Ich bin der festen Überzeugung, dass Gott der Vater von Anfang an auf Jesus hinweisen wollte – indem er Menschen inspirierte, die Schriften der Bibel zu schreiben. Alles deutet auf ihn hin, und nur wenn wir die Bibel auf die Person Jesu hin auslegen, können wir sie überhaupt verstehen. Die Bibel mit Jesus im Fokus gelesen – das ist unsere Richtschnur in sämtlichen Fragen des Glaubens. Lass uns also einige Kostproben von ihr im Blick auf das Thema Anbetung nehmen, um zu verstehen, welch große Bedeutung ihr durch die Geschichte der Menschheit hindurch zukommt.

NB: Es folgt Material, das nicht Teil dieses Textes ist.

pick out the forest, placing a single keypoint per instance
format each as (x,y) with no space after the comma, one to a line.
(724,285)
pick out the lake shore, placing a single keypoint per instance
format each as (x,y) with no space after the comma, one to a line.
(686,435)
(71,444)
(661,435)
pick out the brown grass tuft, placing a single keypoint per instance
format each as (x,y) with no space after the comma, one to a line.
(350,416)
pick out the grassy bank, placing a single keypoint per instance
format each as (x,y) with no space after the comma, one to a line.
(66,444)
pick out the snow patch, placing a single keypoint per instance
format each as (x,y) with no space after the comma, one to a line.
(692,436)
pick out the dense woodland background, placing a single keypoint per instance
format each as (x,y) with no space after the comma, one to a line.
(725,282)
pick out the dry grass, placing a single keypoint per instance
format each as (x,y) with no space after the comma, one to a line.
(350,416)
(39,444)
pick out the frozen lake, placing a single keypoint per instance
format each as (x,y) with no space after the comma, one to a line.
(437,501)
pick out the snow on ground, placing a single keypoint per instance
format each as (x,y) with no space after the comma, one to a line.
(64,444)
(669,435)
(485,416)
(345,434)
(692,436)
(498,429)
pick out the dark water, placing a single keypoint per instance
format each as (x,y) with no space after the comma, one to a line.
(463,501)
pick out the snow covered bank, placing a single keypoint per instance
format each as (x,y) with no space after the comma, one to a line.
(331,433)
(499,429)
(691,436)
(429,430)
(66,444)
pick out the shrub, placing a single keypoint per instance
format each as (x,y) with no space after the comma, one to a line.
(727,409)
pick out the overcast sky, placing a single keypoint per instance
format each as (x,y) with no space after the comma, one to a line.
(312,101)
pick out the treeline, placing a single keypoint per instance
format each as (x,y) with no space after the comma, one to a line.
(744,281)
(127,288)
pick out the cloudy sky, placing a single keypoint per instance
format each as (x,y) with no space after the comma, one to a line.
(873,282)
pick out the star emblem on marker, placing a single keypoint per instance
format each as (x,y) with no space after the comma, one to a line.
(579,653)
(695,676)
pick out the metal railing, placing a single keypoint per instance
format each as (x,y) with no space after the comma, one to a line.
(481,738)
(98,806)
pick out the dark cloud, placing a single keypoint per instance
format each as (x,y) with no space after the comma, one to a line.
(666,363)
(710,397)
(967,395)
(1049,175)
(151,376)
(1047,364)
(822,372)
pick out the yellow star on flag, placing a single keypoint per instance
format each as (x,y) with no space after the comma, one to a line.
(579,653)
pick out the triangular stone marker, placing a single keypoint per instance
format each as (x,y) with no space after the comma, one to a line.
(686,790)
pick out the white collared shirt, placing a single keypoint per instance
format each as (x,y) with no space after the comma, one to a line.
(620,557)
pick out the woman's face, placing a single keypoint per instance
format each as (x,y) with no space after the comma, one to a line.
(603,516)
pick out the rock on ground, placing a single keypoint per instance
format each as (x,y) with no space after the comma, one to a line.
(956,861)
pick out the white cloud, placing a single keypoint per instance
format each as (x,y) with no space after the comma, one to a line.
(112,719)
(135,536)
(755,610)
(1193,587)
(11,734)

Die Anbetung des Namens Gottes beginnt in der Bibel mit der Erkenntnis von Adam und Eva, dass Gott sie trotz allem noch liebt und es gut mit ihnen meint. Spulen wir ein wenig in der Geschichte zurück, um den Zusammenhang zu verstehen: Am Anfang hat Gott die Welt mit allem, was lebt, erschaffen, und er schuf den Menschen zu seinem Ebenbild. Der Mensch ist in der Lage, sein Leben sinnhaft, zielgerichtet, emotional und kreativ zu gestalten. Gott wollte, dass er seinen Inspirationen folgt, eine Lebensmelodie komponiert, und er wollte sich gemeinsam mit ihm daran erfreuen. Die darin enthaltene Freiheit wurde allerdings zum Stolperstein. Mit dem sogenannten Sündenfall erfolgte als Konsequenz der Ausschluss aus dem Garten Eden, also aus der unmittelbaren Gegenwart Gottes. Hier wird schnell klar, dass Gott von Anfang an die Freiheit der eigenen Entscheidung als grundsätzliche Voraussetzung für das Zusammenleben mit ihm festlegt. Das ist heute noch so. Keiner muss Gott anbeten, weder Christen noch sonst eine Person. Adam und Eva entschieden sich dagegen, die Gegenwart Gottes als den besten Ort anzusehen. Die Folge davon waren Angst, Scham und – im weiteren Verlauf – der durch ihren erstgeborenen Sohn verübte Mord am kleinen Bruder.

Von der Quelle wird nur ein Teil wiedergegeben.